Most passengers had masks, some, like mine, draped below their noses. In Romanian and through her nose-covered mask, Rebecca asked a masked passenger about our ticketed seats.
He said we could sit wherever we wanted, “Nici o problema,” (no problem).
We felt the forward lurch at a Swiss-like 9:34.
Train 1832 was scheduled to stop at 19 villages along the way. Most of the stops were for one or two minutes, enough time for a few passengers to get on and off.
At the first stop, five young males, all quickly donning masks, probably farmers, stood in the corridor before departing two stops later.
I took this photo a few minutes before the now maskless men got off.
Roughly half of Romania’s people live in rural areas. 75% of Romania’s poor live outside its cities. Many poor grow their food on small farms of less than 3 acres. You can read about Romania’s thriving cities and rural poverty here.
Below you can see small fields that were being worked with horses.
At every village stop, I noticed one thing. As the train departed, a local official, in a blue suit, would stand erect outside the door of a tiny station building holding a small pole with a circle end piece, green on one side and red on the other. We saw only young men in this position with one exception. Rebecca observed one young woman, with a uniform of black tights and a black skirt.
“Maybe,” she said, “this was a good, stable job for young people in the village.”
About an hour from Cluj, we noticed the masked conductor speaking in Romanian to a young woman across the aisle from us. As he spoke, he looked at us. When he moved on, the woman explained through her mask and in English. Our car had lost its heating and we could change cars if we wanted. We were well bundled up and so we decided to stay in car #4.
Four hours into our train journey, a middle-aged, masked, scruffy-looking man gently pulled my aisle seat tray down and placed a worn, typed note on it. Rebecca quickly translated the Romanian words to “I am deaf and dumb and could use the help of one lei or 10 lei. Thank you for your kindness.”

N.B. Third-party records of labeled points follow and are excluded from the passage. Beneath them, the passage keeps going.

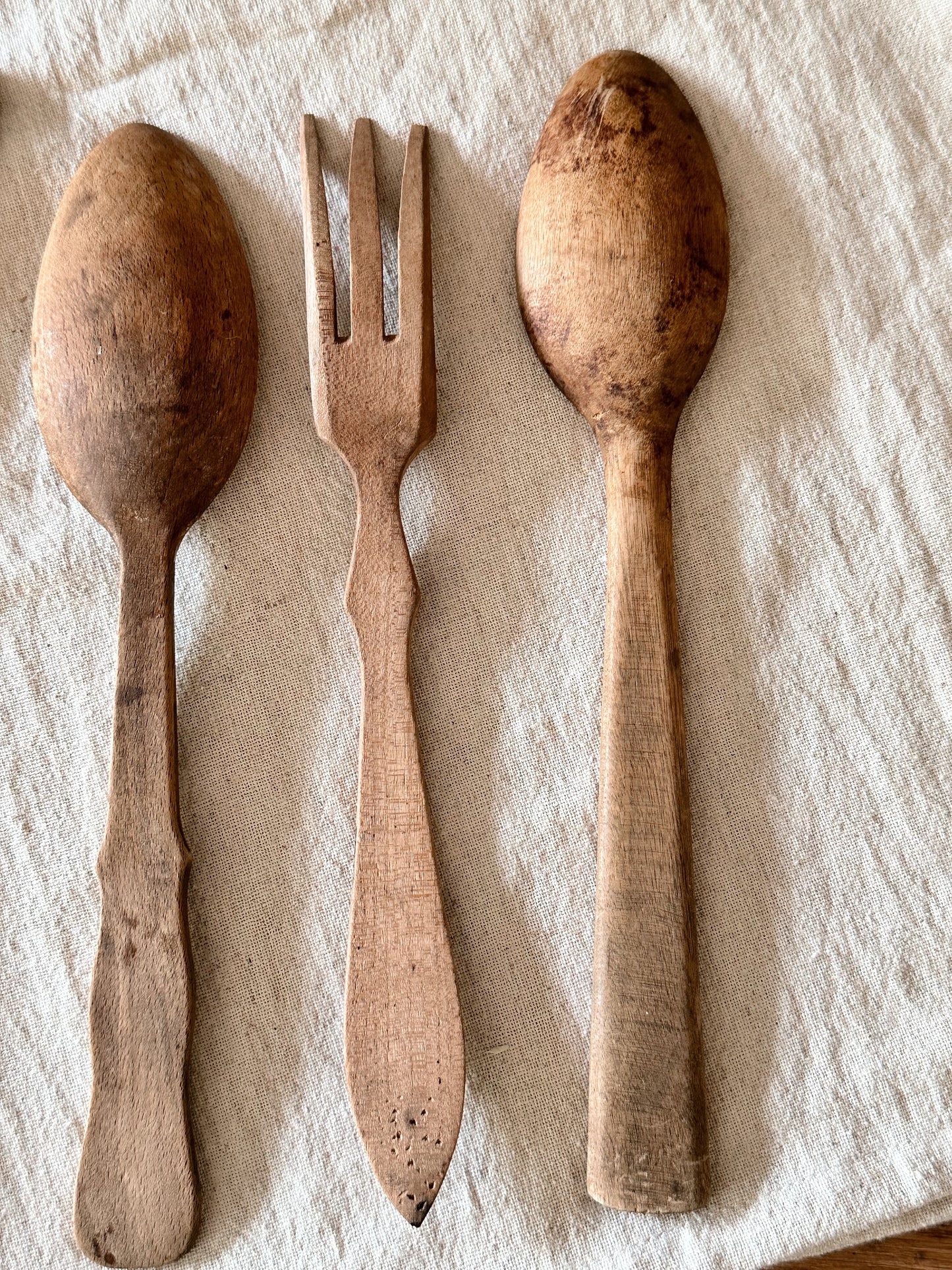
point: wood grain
(919, 1250)
(145, 362)
(623, 264)
(375, 401)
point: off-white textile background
(813, 544)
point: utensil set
(145, 359)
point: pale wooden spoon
(623, 274)
(145, 362)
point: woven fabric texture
(813, 526)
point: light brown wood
(919, 1250)
(375, 401)
(623, 277)
(145, 362)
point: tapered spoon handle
(136, 1192)
(403, 1033)
(648, 1141)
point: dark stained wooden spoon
(623, 274)
(145, 364)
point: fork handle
(403, 1033)
(136, 1192)
(648, 1138)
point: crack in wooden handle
(648, 1138)
(136, 1190)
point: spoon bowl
(623, 260)
(623, 249)
(145, 338)
(145, 362)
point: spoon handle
(403, 1033)
(136, 1192)
(648, 1134)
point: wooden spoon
(145, 362)
(623, 276)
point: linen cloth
(813, 545)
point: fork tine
(319, 262)
(415, 268)
(366, 260)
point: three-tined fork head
(375, 397)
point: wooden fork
(375, 401)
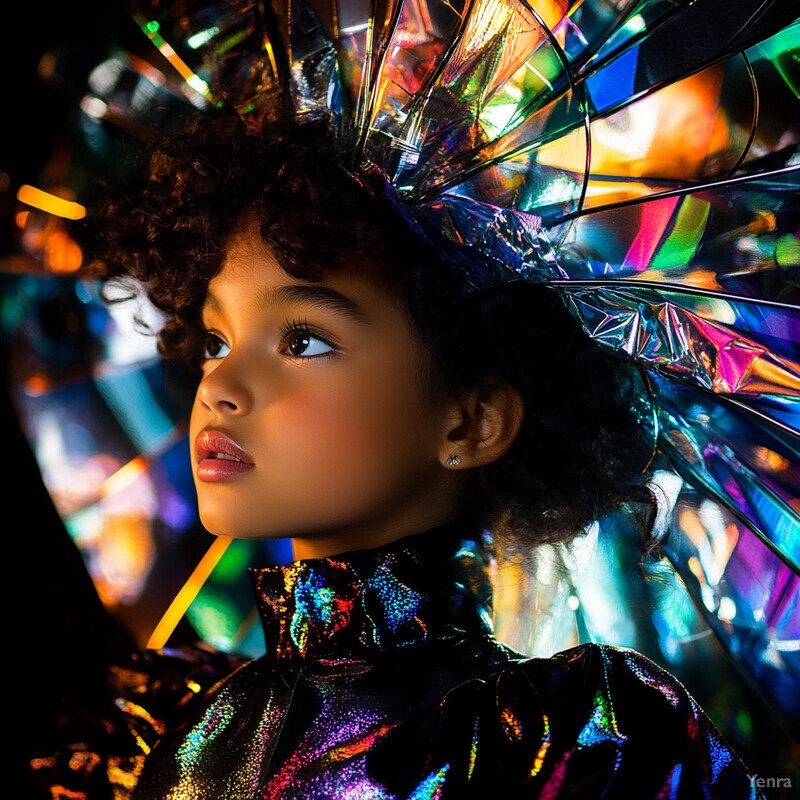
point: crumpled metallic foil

One lei was roughly a quarter of an American dollar. He was asking for .25 cents or $2.50. I watched him walk up the aisle and sit down. The conductor followed a few minutes later.
We saw this scene many times in Romania, usually in a restaurant. People who need were given time to ask or to sell something.
I slipped a 10 lei note in his envelope. He picked it up and left the train at the next village.
My notes told me that it was somewhere around the village of Frasin, about an hour from Suceava, when I had this insight.
Romanian trains are slow because many Romanians still live in villages like the 19 we passed through from Cluj to Suceava.
Many of these places, like the towns in Iowa, where we live, are dying. They are left behind in our globalized world.
Slow trains are a humane way to minister to this reality.
Train 1832 pulled into Suceava at 4:28 pm.
Five minutes late.
Afterword
Three days after we flew back to Timișoara from Suceava, I became one of the 16,000 Romanians that day who tested positive for COVID.
Mild symptoms, two weeks of quarantine, and Rebecca was spared.
For the rest of our Romanian stay, the mask stayed above my nose.